What this means in real life is that if you want to put more than five PCI devices on a system, then you must use PCI-to-PCI bridge chips configured in the following manner:

Figure 5: PCI-to-PCI bridge chips

This hierarchical tree structure, outlined above, is one of the features that distinguishes PCI from peer-to-peer and point-to-point next-generation interconnects like HyperTransport and Infiniband. The root at the top of the diagram is the master controller which is responsible for initializing and configuring all of the PCI devices in the system at boot-up. This makes every PCI device a slave device, with one master controlling them. And because the master must enumerate all of the devices and configure the entire system at boot time, there can be no hot-plugging or hot-swapping.

Excursus: organizing bus traffic

Generally speaking, there are two pairs of categories into which all bus traffic can be placed. The first pair of categories is address traffic and data traffic. The data is the information that you're using the bus to send or receive from a device that's attached to it, and address is location of the particular device (or the region within a particular device) where the information is being sent.

Page 8: PCI Express and Bus Architecture

So any bus which supports multiple devices will need a way of handling both address traffic and data traffic, and of distinguishing between the two.

The second pair of categories, which overlaps the first pair, is command traffic and read/write traffic. A command consists of a chunk of data containing some type of configuration or control information (= a specific type of data) which is sent to a particular device (= a particular address) on the bus. So command traffic includes both address and data traffic. Examples of command traffic are initialization instructions for a device, a device reset signal, a configuration command that causes the device to switch operating modes, etc. Command traffic allows the CPU to control how the PCI device handles the data that flows in and out of it.

Read/write traffic is the most important type of traffic, because it consists of the actual information that is being sent to the device. For instance, a PCI RAID controller uses read and write traffic to send and receive the actual files which it reads from and writes to its attached hard disks, a PCI sound card uses read/write traffic to get the sound data that it puts out through its speaker jack, and so on. Like command traffic, read/write traffic consists of addresses coupled with data, and so accounts for part of both of these types of traffic.

Different buses and bus protocols have different ways of handling these four overlapping types of traffic. For instance, many common bus types actually consist of two separate buses: an address bus and a data bus. Addresses are placed on the address bus and data is placed on the data bus, with the result that data is able to flow quickly between devices because each type of traffic has its own dedicated bus.

The alternative to this would be to "multiplex" address and data onto the same bus. This involves first placing the address on the bus, and then following it with the data that is to be sent to that address. PCI takes this approach, with a single 32-bit bus on which addresses and data are multiplexed. In fact, remember the office phone line analogy? "Mr. Smith, a Ms. Jones is here at my desk and wants to talk to you, so I'm going to put her on. Now pay attention, because here she is..." The "Mr. Smith" in this sentence would be the address, and Mrs. Jones' speech to Mr. Smith would be the data.

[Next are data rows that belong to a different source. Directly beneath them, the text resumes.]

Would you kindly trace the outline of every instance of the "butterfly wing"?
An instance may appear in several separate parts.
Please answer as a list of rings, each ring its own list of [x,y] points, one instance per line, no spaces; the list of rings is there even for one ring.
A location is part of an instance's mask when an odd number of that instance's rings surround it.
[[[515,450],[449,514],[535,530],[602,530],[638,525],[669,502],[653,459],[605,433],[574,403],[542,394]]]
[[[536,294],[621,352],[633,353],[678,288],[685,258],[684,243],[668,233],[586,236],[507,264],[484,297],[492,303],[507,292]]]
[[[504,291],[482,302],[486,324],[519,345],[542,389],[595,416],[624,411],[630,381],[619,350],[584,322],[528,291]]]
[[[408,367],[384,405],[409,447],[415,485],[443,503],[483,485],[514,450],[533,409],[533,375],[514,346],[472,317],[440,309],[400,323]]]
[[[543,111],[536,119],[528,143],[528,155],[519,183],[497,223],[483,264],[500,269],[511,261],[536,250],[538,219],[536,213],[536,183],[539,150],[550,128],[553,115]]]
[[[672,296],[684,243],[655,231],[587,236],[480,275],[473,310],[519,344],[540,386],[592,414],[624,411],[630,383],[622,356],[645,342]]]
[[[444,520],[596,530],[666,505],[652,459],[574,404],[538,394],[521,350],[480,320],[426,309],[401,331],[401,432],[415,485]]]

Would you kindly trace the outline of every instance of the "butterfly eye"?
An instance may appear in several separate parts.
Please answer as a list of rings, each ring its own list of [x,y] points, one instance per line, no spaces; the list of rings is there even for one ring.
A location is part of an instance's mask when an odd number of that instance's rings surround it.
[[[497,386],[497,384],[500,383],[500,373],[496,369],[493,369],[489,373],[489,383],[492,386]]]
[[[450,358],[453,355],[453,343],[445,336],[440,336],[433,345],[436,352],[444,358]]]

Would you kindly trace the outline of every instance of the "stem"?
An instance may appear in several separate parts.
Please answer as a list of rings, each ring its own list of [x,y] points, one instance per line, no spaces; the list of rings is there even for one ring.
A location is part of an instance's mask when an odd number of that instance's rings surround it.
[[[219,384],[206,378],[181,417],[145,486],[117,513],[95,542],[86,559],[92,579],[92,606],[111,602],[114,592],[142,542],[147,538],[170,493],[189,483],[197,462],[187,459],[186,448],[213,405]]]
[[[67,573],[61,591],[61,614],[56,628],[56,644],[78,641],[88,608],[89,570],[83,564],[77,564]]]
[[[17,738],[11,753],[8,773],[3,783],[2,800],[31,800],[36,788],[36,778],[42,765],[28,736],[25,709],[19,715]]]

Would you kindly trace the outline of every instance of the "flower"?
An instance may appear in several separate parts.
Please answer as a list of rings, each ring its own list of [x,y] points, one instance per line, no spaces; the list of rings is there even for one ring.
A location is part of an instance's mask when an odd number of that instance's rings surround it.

Obviously multiplexing is a little less bandwidth-efficient than having two dedicated buses, because address traffic takes up precious bandwidth that could be put to better use carrying bus traffic. But multiplexed buses are a lot cheaper than shared buses, because half the number of bus lines are needed, and the devices on the bus need half the number of pins.

The other popular way of handling bus traffic is to split it into control traffic and read/write traffic and give each its own bus. To return to our office analogy, this would be like installing a separate line for management to use to talk to employees.

PCI and MSI

Later versions of the PCI specification opt in part for the last method of organizing bus traffic outlined above, and have what is called a "side-band bus" for transmitting some types of command traffic. The side-band bus is a smaller bus consisting of a few lines dedicated to the

Page 9: PCI Express and Bus Architecture

transmission of control and configuration information. Of course, this side-band bus increases pin count, power draw, cost, etc., so it's not the most optimal solution.

Even more recent versions of the PCI spec dictate a method for using standard read and write operations to pass one type of command and control traffic to PCI devices. This method, called Message Signal Interrupt (MSI), sets aside a special message space in the PCI flat memory space for passing a certain type of control message called an interrupt. This message space is kind of like a bulletin board, onto which the CPU writes interrupt messages which the device then reads. As we'll see below, PCI Express expand the MSI spec to include not just interrupts but all side-band control signals. But we're getting ahead of ourselves...

Summary of PCI's shortcomings

To summarize, PCI as it exists today has some serious shortcomings that prevent it from providing the bandwidth and features needed by current and future generations of I/O and storage devices. Specifically, its highly parallel shared-bus architecture holds it back by limiting its bus speed and scalability, and its simple, load-store, flat memory-based communications model is less robust and extensible than a routed, packet-based model.

PCI-X: wider and faster, but still outdated

The PCI-X spec was an attempt to update PCI as painlessly as possible and allow it to hobble along for a few more years. This being the case, the spec doesn't really fix any of the inherent problems outlined above. In fact, it actually makes some of the problems worse.

The PCI-X spec essentially doubled the bus width from 32 bits to 64 bits, thereby increasing PCI's parallel data transmission abilities and enlarging its address space. The spec also ups PCI's basic clock rate to 66MHz with a 133MHz variety on the high end, providing yet another boost to PCI's bandwidth and bringing it up to 1GB/s (at 133MHz).

The latest version of the PCI-X spec (PCI-X 266) also double-pumps the bus, so that data is transmitted on the rising and falling edges of the clock. While this improves PCI-X's peak theoretical bandwidth, its real-world sustained bandwidth gains are more modest. (See this article for more on the relationship between peak theoretical bandwidth and real-world bandwidth.)

While both of these moves significantly increased PCI's bandwidth and its usefulness, they also made it more expensive to implement. The faster a bus runs, the sensitive it becomes to noise; manufacturing standards for high-speed buses are exceptionally strict for this very reason; shoddy materials and/or wide margins of error translate directly into noise at higher clock speeds. This means that the higher-speed PCI-X bus is more expensive to make.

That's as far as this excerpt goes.